Despite Sunday’s stabbing attack at Tzahal Square in Jerusalem, terror attacks are on the decline, Walla! News revealed Monday.
Terror attacks in the capital have been less and less frequent since November, according to the daily, and have dipped to a new low since Operation Protective Edge in Gaza.
In January 2015, there were 18 security incidents in Jerusalem, including rock attacks and Molotov cocktail attacks – compared to 26 in December, 46 in November and 49 in October.
The numbers are still high, however – in January 2014 there were only 7 such incidents.
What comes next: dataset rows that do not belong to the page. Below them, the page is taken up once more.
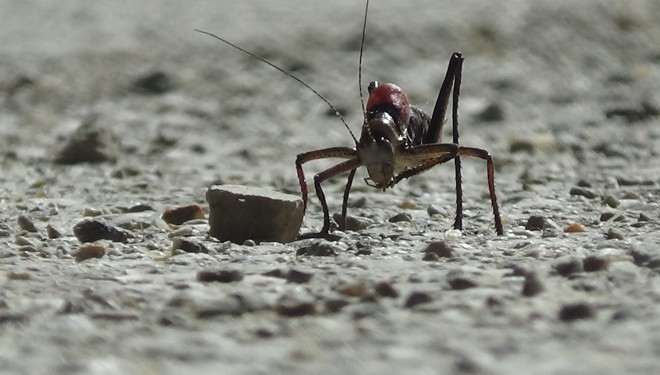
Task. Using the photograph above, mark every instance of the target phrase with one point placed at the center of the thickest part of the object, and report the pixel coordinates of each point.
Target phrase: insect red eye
(388, 97)
(372, 86)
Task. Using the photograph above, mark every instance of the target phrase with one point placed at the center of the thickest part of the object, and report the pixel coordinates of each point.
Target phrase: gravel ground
(563, 94)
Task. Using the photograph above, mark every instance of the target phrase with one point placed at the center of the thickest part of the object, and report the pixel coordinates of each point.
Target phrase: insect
(397, 141)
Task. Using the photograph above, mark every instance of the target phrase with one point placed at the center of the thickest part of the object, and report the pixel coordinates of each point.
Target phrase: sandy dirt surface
(564, 94)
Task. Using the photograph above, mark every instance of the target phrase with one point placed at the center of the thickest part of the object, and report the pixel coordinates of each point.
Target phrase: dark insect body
(398, 141)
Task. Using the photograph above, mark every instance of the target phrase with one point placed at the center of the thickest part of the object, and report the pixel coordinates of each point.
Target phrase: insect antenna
(364, 29)
(332, 107)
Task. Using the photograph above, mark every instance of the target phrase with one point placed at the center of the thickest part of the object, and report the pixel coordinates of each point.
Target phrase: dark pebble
(613, 234)
(53, 232)
(153, 83)
(404, 216)
(594, 263)
(628, 181)
(439, 249)
(189, 246)
(611, 201)
(461, 283)
(385, 289)
(430, 257)
(89, 251)
(654, 263)
(353, 289)
(583, 192)
(320, 248)
(26, 224)
(140, 207)
(576, 311)
(533, 285)
(298, 276)
(605, 216)
(226, 306)
(417, 298)
(180, 215)
(641, 255)
(535, 222)
(220, 275)
(335, 305)
(94, 230)
(521, 145)
(114, 316)
(291, 306)
(433, 210)
(277, 272)
(492, 112)
(643, 217)
(352, 223)
(569, 266)
(12, 318)
(92, 142)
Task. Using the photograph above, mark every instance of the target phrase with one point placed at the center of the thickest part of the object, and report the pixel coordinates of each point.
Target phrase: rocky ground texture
(112, 115)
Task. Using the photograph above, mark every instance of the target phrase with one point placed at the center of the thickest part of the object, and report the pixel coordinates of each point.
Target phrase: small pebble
(643, 217)
(404, 216)
(92, 142)
(595, 263)
(353, 223)
(93, 230)
(53, 232)
(611, 201)
(575, 311)
(335, 305)
(354, 289)
(23, 241)
(461, 283)
(188, 246)
(19, 276)
(605, 216)
(238, 213)
(92, 212)
(408, 204)
(296, 303)
(140, 207)
(493, 112)
(521, 145)
(298, 276)
(614, 234)
(533, 285)
(319, 248)
(180, 215)
(584, 192)
(222, 275)
(89, 251)
(430, 257)
(568, 266)
(433, 210)
(385, 289)
(641, 255)
(535, 222)
(417, 298)
(153, 83)
(574, 228)
(26, 224)
(632, 195)
(439, 249)
(277, 272)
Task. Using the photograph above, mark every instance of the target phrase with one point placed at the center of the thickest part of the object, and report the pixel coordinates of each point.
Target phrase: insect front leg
(332, 152)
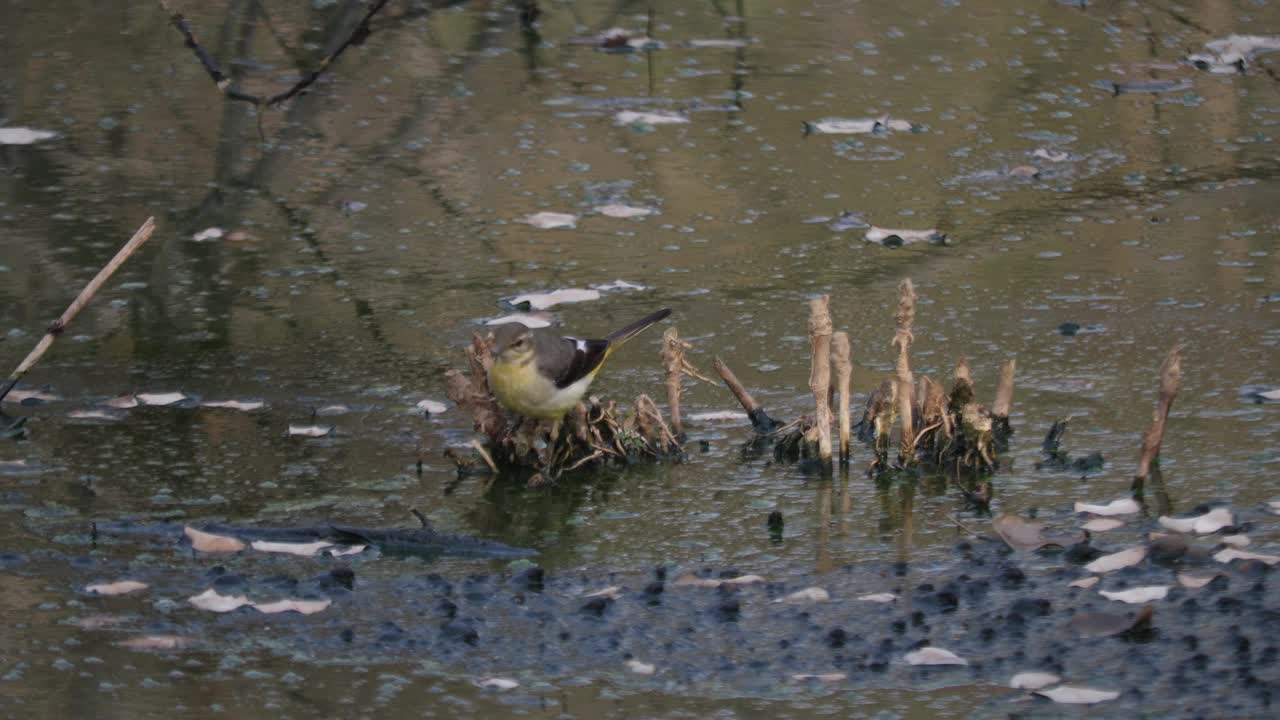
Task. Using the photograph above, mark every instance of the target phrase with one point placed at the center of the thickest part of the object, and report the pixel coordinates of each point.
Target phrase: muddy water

Terror attacks have also gotten more violent overall, however, with November’s massacre at a Har Nof synagogue marking one of the most violent incidents in recent times. That same month, several Jews were stabbed near the city center and in the Old City; a terrorist also drove his car into the Shimon Hatzadik light rail station, killing two people.
October was the peak month for terror in Jerusalem, with a jump from 25 attacks in September to 49 that month, and a car rampage at the Ammunition Hill light rail station that killed Chaya Zissel Braun, a 3-month-old baby, and fatally injured a seminary student. 14 pipe bombs were thrown at security forces; shots were fired at civilians in Pisgat Ze’ev.
Terror is generally decreasing since the operation, as there were a record 152 attacks in July and August (83 and 69, respectively, compared to 11 combined in May and June). Many of the attacks were attributed to the rounds of rioting in Arab neighborhoods of Jerusalem during the war.